К счастью, она не спрашивала о чем. Думаю, меня раздражало в ней нарушение пропорций. Ведь на свете не бывает абсолютно хороших и абсолютно плохих людей, а твоя мама в этом смысле — само совершенство. Настоящая католичка, воплощающая в жизнь все христианские принципы. Можно сказать, она ежедневно сверяла свои поступки с десятью заповедями Библии. Она наперед мирилась со всеми испытаниями, что посылала ей жизнь. Когда пришло известие от твоей жены из Освенцима, я с интересом стала наблюдать за ее реакцией. Надев очки, она изучила открытку, написанную на стандартном бланке. Ее лицо сделалось печальным — и все. Потом я увидела, как она молится перед иконой — наверное, о легкой смерти для невестки… Хочется написать о твоей матери хорошо, но как-то не выходит. Удивительно. На самом деле я думаю по-другому, но стоит взять в руки перо, как мои мысли превращаются в злые, а точнее, в уродливые. А может, только тогда я и становлюсь сама собой. По существу, я была к ней очень привязана. А теперь, когда она для меня еще и твоя мама… Мы провели с ней вместе полгода. В конце сентября поехали под Варшаву к какой-то вашей знакомой, точно не помню ее фамилии, пани Пудлинская или пани Лалинская. Вот имя твоей мамы я запомнила навсегда. Однажды кто-то спросил, войдя в комнату:
— Эльжбета, ты идешь?
Я запаниковала, но потом поняла, что обращаются к ней.

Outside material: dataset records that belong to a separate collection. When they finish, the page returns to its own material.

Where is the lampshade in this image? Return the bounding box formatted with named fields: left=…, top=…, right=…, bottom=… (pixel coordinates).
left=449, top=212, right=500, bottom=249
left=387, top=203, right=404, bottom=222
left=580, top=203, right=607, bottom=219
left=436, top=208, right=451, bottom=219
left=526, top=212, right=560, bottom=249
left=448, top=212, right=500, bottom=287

Был жаркий день, и мы пошли к реке. Михал плескался в воде, а мы загорали на солнце. Твоя мама прикрыла нос листком, это выглядело очень смешно.
— Как будто нет войны, — проговорила она. — Если бы с нами были Анджей и бедняжка Марыся, я бы чувствовала себя как в раю.
Потом она замолчала, и я подумала, что она задремала. Даже хотела предостеречь ее, чтобы не спала на солнце. Я, правда, тоже лениво нежилась в его лучах. Лежала, не думая ни о чем. В какое-то мгновение, бросив на нее взгляд, я ужаснулась. Мышцы лица расслабились, челюсть как бы сползла набок. И этот лист на носу… Она была без сознания. Сдавленным шепотом я позвала пани Лалинскую или Пудлинскую, которая сидела в тени. Твоя мама стала такой тяжелой, что мы не могли ее сдвинуть с места. Прикрыв ее лицо от смертоносных лучей солнца, пани побежала за помощью.